You don’t have to answer the title — it’s a loaded question. There doesn’t appear to be a largest number. Whatever number you think is the largest can always be multiplied by 10 to add a digit, just like the “lowest number” can always be made smaller by dividing it by 10.
I ask the question for a reason, though. In a comment to one of my math videos on YouTube, one viewer suggested that the largest number would be an infinite series of nines; and why not? Nine is the biggest digit and surely a string of them would be bigger than a string of any lesser digits. I simply didn’t know what the largest number would be, and this was as logical a guess as any.

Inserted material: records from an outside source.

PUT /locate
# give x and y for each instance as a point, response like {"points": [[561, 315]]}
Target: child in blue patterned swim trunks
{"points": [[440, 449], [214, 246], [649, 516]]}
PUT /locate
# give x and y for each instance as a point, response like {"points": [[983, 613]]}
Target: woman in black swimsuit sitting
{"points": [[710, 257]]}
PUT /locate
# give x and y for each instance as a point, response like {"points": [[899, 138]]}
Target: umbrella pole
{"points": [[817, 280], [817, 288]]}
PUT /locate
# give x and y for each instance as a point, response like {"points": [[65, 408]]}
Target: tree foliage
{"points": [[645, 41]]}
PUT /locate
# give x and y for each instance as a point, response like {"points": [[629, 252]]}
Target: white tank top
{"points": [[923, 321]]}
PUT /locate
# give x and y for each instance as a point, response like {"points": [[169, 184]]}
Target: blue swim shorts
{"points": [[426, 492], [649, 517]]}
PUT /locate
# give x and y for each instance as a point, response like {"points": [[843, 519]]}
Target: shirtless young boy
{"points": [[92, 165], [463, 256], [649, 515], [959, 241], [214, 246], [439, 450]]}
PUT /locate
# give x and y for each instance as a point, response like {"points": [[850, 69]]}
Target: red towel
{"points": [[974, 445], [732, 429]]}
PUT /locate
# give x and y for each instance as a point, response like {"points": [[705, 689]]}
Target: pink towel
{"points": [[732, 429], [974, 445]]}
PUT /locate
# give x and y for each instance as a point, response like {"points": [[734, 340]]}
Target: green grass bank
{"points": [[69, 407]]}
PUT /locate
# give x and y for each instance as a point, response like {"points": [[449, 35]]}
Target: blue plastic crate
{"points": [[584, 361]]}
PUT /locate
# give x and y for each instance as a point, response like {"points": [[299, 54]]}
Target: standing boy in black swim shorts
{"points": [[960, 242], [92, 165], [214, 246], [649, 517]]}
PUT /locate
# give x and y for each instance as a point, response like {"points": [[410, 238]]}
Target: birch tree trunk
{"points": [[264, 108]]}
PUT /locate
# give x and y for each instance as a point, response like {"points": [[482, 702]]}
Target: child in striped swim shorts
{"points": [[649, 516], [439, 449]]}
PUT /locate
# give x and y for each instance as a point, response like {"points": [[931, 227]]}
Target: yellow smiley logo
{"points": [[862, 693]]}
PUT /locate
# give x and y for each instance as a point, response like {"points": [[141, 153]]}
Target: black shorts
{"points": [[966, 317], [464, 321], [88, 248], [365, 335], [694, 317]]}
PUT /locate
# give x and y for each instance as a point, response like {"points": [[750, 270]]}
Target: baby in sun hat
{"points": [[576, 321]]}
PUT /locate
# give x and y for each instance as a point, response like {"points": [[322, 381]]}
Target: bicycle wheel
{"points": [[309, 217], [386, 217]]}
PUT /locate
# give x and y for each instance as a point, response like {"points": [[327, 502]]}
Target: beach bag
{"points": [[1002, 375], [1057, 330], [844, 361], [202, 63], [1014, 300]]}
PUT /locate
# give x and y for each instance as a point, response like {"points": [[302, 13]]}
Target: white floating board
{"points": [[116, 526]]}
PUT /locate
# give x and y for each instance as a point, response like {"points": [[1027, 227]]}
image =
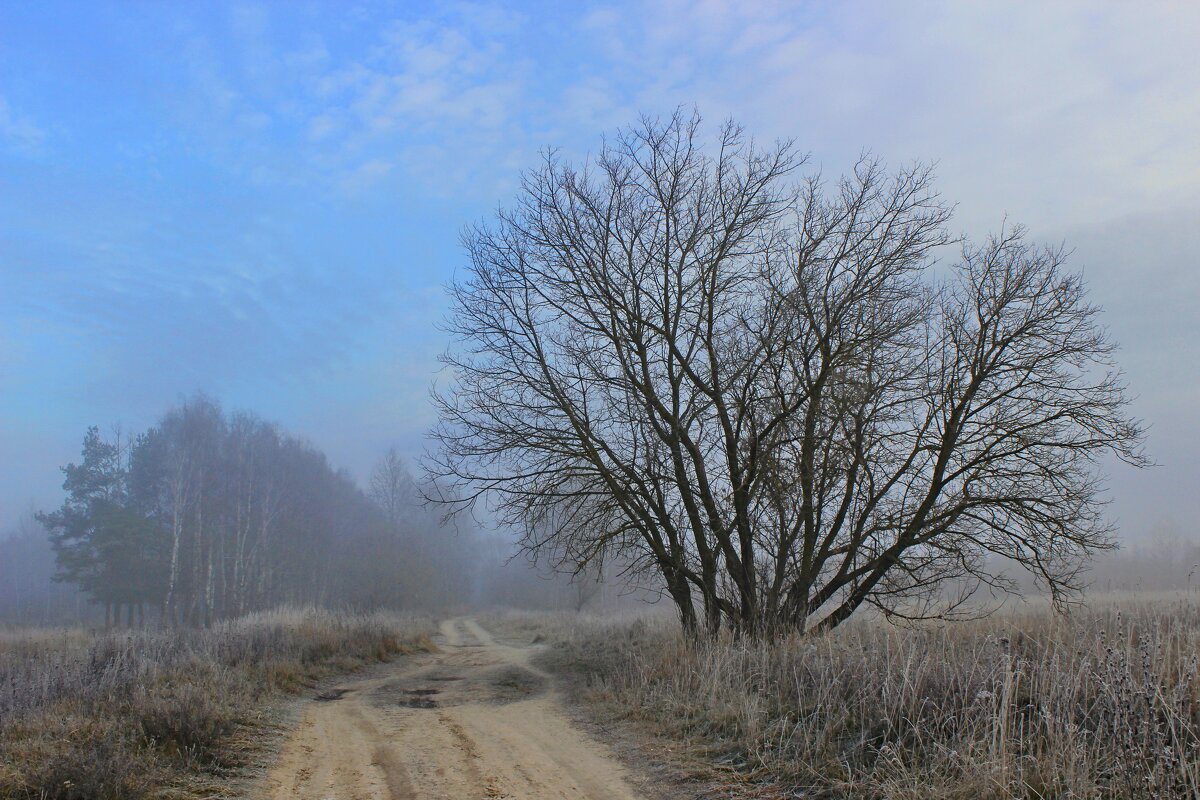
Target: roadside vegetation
{"points": [[1029, 703], [167, 714]]}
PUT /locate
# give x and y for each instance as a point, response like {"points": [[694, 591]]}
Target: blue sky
{"points": [[263, 200]]}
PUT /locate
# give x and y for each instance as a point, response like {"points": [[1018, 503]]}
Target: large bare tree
{"points": [[763, 389]]}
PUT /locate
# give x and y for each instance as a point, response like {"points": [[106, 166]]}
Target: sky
{"points": [[263, 202]]}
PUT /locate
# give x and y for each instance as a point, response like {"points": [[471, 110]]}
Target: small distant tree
{"points": [[759, 386], [101, 542], [393, 488]]}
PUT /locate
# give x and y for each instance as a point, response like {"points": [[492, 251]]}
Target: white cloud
{"points": [[18, 131]]}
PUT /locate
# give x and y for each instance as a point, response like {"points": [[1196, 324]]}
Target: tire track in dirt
{"points": [[473, 721]]}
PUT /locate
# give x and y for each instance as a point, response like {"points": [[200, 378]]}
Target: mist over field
{"points": [[603, 401]]}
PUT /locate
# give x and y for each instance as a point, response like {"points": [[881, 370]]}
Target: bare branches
{"points": [[757, 389]]}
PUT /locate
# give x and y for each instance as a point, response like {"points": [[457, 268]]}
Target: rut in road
{"points": [[472, 721]]}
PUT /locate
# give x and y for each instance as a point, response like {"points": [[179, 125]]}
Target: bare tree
{"points": [[760, 389], [393, 488]]}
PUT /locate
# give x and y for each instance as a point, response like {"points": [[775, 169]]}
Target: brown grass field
{"points": [[167, 714], [1026, 703]]}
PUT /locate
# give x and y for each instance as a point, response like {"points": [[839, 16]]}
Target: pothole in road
{"points": [[419, 698]]}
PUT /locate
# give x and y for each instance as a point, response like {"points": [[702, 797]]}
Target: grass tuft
{"points": [[130, 715]]}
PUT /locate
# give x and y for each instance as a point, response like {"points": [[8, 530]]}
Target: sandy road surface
{"points": [[472, 721]]}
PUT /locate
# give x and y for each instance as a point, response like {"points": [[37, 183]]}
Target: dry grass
{"points": [[145, 714], [1024, 704]]}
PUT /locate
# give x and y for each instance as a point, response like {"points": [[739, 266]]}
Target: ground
{"points": [[474, 720]]}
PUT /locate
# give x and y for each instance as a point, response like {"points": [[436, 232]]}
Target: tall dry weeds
{"points": [[1101, 704], [126, 715]]}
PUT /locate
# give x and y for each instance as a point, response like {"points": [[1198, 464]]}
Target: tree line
{"points": [[208, 516]]}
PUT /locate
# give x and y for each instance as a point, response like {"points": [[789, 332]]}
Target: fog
{"points": [[262, 204]]}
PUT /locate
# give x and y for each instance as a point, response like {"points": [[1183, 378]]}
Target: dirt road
{"points": [[472, 721]]}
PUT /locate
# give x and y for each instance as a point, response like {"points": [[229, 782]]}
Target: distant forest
{"points": [[209, 516]]}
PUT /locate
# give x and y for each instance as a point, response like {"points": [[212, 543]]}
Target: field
{"points": [[1026, 703], [1103, 703], [127, 715]]}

However, when I started subtracting large numbers from smaller numbers for the purpose of my previous blog (“A Mind-Blowing Proof”), I found a pattern. The answer to “subtraction done incorrectly” was always a string of nines followed a seemingly random number — but it’s not random. If you added to this answer the actual difference between them you’d get 1000… (one followed by infinite zeroes). This was even true with .999… minus 1, assuming that the answer is what I posited it to be earlier (.00….001). In math terms, if X – Y = Z (where Y > X), Y – X + Z = 1000…. (where Y – X is subtraction done the way mathematicians would never suggest).
Why is that? My conjecture is that, if there is a largest number, 1000… is it. Why should this be so? I honestly don’t know. It just feels intuitively true, although I have no evidence, so take this conjecture with a grain of salt. It’s a good starting point for an investigation, though, and I’ll be sure to give this some more thought. I hope you’ll share your thoughts with me, too.